Simply adding more regulations will not solve real problems

HENRY ERGAS
The Australian

Unlike Gillian Triggs, whose “How dare you question what I do?” epitomises regulatory arrogance at its worst, Rod Sims’s tenure as chairman of the Australian Competition & Consumer Commission has highlighted his competence and integrity.
But if even our best regulators clamour for ever more power and ever less accountability, that points to a political culture that, instead of protecting basic liberties, too readily accepts calls for them to be wound back.
Sims’s widely publicised speech last week is a case in point. The Australian economy, Sims argued, is becoming more concentrated, with large firms increasing their market power. To prevent the trend continuing, consideration should be given to changing the law so that mergers that increase concentration above a threshold level would be presumed to be unlawful.
The change Sims envisages is far from trivial. As things stand, mergers, even when they involve large firms, can go ahead unless there is a convincing case that they would substantially lessen competition. Were the law modified as Sims suggests, those mergers would only be allowed if the parties could demonstrate they posed no threat to the competitive process.
That would make the regulator’s life easier: instead of permitting what could not be shown to be harmful, the law would prohibit what could not be shown to be innocuous. But forcing private parties to prove their innocence sits uneasily with the principles underpinning a free society. And the damage such an approach might inflict on economic efficiency — which mergers can promote by ensuring corporate assets are sold to those best placed to use them, and who therefore value them most highly — means Sims’s arguments should only be accepted if backed by solid ­evidence.
Unfortunately, Sims does not even establish his claim that concentration levels are rising, much less show that large firms are ­increasingly able to extract monopoly rents. Rather, he merely looks at the total revenues of the 100 largest companies listed on the ASX expressed as a share of gross domestic product.
There is no reason whatsoever to think that ratio is a sensible indicator of concentration or market power. It might measure how large firms are, relative to the size of our economy, but combining Blackmores’s revenues with BHP’s, and Wesfarmers’ with Woodside’s, says nothing about what is happening in the markets they serve.

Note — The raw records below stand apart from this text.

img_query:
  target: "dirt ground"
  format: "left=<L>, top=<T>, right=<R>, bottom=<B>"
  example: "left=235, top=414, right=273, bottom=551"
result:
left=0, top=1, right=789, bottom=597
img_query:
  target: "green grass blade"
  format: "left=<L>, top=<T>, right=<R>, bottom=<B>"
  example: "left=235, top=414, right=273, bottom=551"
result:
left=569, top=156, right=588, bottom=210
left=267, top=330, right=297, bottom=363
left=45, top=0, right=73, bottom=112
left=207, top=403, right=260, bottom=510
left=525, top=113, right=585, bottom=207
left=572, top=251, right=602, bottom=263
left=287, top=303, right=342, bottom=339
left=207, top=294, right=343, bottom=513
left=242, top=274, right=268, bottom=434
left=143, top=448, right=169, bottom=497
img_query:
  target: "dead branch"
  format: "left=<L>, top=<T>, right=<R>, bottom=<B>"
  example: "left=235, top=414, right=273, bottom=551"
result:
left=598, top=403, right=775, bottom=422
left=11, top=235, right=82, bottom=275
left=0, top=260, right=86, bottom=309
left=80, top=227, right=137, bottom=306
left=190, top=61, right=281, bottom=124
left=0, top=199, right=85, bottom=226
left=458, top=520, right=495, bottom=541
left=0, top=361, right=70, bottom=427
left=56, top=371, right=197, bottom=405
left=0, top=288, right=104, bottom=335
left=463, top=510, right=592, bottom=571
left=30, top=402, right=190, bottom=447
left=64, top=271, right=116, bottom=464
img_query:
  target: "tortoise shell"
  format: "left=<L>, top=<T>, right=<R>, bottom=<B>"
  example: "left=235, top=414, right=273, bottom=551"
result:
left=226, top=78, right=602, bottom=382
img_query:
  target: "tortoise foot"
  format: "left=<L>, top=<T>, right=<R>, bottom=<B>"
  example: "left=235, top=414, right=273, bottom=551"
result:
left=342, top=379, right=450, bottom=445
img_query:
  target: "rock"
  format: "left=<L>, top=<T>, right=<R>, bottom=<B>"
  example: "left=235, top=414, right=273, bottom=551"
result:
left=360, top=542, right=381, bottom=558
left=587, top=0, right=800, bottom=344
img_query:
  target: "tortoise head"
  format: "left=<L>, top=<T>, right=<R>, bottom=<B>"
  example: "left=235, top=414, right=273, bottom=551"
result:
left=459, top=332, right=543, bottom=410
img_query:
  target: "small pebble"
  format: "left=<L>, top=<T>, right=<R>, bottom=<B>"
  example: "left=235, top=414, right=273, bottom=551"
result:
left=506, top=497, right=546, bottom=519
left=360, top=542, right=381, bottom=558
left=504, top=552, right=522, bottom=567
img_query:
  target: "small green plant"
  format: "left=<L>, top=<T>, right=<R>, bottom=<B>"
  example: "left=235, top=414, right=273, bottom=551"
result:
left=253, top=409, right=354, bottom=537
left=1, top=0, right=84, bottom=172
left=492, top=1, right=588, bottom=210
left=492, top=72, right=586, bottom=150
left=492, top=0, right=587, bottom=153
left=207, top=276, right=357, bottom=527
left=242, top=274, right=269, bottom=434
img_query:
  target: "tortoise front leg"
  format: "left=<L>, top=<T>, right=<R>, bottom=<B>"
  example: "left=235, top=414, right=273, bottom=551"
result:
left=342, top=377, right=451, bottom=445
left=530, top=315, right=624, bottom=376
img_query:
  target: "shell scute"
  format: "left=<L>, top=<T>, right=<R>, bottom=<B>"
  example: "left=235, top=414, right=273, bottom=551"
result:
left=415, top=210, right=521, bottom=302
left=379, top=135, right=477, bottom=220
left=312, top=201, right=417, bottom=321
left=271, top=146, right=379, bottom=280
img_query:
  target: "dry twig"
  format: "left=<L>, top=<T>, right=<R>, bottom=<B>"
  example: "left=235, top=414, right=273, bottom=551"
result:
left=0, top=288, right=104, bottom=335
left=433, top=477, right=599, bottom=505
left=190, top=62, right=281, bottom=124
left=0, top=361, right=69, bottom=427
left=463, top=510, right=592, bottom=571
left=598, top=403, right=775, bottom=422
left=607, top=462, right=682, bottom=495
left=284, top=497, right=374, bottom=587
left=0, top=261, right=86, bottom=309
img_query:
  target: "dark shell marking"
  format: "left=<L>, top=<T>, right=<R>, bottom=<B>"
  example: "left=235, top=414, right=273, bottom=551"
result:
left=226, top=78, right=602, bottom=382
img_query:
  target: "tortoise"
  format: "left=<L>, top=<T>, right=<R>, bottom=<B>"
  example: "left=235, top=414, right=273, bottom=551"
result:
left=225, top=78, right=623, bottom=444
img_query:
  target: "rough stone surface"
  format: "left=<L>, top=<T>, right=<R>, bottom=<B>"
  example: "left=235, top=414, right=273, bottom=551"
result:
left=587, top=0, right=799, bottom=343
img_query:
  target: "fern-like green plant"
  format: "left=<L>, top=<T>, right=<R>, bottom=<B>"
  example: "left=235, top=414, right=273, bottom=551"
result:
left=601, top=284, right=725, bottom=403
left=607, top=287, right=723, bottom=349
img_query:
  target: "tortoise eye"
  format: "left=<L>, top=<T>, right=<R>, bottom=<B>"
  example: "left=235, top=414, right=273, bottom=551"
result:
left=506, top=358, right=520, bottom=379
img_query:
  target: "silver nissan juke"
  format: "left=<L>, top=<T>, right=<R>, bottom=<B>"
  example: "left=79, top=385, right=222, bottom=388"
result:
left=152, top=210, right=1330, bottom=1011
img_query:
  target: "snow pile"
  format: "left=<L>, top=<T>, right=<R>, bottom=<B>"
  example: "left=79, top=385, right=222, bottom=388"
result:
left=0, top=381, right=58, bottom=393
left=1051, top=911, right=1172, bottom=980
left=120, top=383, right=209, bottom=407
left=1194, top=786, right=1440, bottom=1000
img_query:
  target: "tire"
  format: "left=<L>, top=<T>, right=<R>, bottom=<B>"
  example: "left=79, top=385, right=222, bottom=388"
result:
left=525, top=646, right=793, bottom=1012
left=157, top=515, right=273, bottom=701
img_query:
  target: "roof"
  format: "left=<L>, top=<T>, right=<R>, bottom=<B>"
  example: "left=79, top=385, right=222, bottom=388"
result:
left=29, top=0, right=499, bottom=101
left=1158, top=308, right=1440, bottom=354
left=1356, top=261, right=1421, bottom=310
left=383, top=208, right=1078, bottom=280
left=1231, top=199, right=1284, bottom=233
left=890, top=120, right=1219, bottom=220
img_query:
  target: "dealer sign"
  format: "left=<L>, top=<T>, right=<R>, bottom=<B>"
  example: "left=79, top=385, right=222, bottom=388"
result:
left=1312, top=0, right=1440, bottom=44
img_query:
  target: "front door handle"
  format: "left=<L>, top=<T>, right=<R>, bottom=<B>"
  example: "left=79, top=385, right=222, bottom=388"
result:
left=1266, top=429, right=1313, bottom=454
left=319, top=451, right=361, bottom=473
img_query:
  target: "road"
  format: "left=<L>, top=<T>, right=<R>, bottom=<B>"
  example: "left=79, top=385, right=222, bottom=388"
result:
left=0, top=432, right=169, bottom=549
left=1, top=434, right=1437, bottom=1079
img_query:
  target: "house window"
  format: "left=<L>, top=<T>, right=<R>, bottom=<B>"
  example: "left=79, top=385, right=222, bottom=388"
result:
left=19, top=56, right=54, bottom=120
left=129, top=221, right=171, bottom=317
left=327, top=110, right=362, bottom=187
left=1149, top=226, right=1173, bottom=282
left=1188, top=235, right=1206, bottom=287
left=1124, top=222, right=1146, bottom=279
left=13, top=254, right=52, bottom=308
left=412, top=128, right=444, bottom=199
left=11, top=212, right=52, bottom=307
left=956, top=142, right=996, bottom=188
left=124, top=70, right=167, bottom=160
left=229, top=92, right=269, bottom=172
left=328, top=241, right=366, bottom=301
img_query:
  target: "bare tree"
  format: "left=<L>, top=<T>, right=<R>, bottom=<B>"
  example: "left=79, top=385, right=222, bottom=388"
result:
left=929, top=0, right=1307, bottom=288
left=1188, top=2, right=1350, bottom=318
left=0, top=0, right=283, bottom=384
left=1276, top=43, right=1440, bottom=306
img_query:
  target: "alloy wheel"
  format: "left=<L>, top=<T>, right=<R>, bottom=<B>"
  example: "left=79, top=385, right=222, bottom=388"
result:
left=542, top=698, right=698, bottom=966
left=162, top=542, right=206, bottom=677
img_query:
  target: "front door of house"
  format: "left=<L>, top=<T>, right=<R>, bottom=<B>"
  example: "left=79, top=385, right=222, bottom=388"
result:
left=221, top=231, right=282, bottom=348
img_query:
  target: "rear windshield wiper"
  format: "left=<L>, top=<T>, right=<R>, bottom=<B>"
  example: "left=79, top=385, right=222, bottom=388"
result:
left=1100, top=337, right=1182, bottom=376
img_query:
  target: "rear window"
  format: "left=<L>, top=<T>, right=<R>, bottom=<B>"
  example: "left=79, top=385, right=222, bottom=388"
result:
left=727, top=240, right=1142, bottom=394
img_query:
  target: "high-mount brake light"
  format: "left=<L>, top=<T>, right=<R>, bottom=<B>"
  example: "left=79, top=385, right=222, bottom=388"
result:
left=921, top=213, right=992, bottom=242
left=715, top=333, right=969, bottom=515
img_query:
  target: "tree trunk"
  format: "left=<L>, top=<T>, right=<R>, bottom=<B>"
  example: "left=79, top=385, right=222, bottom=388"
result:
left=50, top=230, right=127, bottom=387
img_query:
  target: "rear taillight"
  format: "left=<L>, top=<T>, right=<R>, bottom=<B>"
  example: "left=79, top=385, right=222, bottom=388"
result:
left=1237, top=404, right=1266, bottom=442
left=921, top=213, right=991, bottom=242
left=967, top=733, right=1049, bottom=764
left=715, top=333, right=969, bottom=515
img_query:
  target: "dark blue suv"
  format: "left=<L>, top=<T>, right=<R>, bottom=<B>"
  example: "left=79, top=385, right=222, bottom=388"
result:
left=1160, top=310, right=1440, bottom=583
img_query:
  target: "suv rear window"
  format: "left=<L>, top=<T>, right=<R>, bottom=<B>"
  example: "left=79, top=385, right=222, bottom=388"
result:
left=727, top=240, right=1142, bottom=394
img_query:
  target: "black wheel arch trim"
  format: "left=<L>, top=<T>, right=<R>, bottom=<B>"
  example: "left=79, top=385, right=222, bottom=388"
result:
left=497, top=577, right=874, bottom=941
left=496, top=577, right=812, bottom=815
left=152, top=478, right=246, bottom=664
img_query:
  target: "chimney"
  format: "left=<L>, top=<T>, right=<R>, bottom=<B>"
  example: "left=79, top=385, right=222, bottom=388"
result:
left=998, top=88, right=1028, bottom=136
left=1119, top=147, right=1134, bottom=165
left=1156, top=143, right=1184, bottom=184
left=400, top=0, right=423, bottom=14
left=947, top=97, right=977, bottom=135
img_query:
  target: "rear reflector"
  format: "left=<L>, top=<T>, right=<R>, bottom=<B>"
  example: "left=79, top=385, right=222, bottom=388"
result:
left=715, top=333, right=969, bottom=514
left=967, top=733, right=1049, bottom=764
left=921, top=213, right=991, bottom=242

To make matters worse, Sims’s measure is distorted by double counting, adding, for example, the revenues Amcor gets from Woolworths to those Woolworths obtains when it passes its packaging costs on. It thereby overstates the top 100’s revenues, artificially boosting the ratio of those revenues to GDP. And since large firms now make 35 per cent of their sales to each other, with that share growing as contracting out becomes more widespread, the bias has increased over time.
Sims does not correct for those obvious deficiencies. But even without any corrections, the indicator he uses does not support his contentions. It is true that the ratio of ASX 100 revenues to GDP rose from 1999 to 2002; that coincided, however, with a series of listings (such as Telstra’s) that boosted the size of the ASX but did not alter concentration levels. After that, the ratio fell, contradicting Sims’s central claim.
Yet Sims could have tested his argument more directly. Since 2003-04, the market sector’s capital stock has doubled, with that increase largely occurring in the firms Sims examines. Were they becoming more powerful, those firms’ ASX valuation should have increased by even more than that, as share prices rose to reflect future monopoly rents. And falling real interest rates should have compounded the effect.
Comparing the change in ASX valuation with the growth in the capital stock would therefore have provided Sims with the measure he needs. Yet far from rising, as Sims’s claims imply, that measure has collapsed, while the profit rate in the market sector — instead of increasing as monopoly rents come flooding in — has fallen by about 15 per cent.
There is, in short, no sign of competition dwindling. As a result, all that is left of Sims’s argument is his assertion that in the US, mergers that lift concentration ratios above an essentially arbitrary level are presumed to be unlawful.
However, Sims’s assertion is a gross exaggeration; while important in the 1960s, that presumption has been almost entirely abandoned by the enforcement agencies, just as the ACCC itself, in its successive merger guidelines, has moved away from primarily emphasising market shares.
Nor were they wrong to do so: as Douglas Ginsburg, an eminent antitrust scholar and senior judge of the US Court of Appeals, recently concluded, “no serious defence” is possible of the proposition that market shares “above a particular level justify a legal presumption that a merger is anti-competitive” or that “presuming the illegality of transactions above any particular (market share) threshold is good for consumers”.
Of course, that doesn’t mean our economy is as competitive as it should be. But it is hardly merger policy that holds us back. It is a 19th-century industrial relations system that mandates uniformity and tolerates union-imposed cartels; state governments that instead of encouraging competition in public education and healthcare actively suppress it; and regulations that too often favour incumbents over challengers, while hindering business models based on disruptive technologies.
Tackling those issues is, no doubt, harder than fanning the hostility to big business that is the hallmark of our plague of populism. But Sims has shown more than once that he is willing to speak truth to power, denouncing, for example, the anti-competitive nature of Labor’s National Broadband Network. It is by focusing on the real problems, rather than by tilting at windmills, that he will continue to best serve consumers and the community.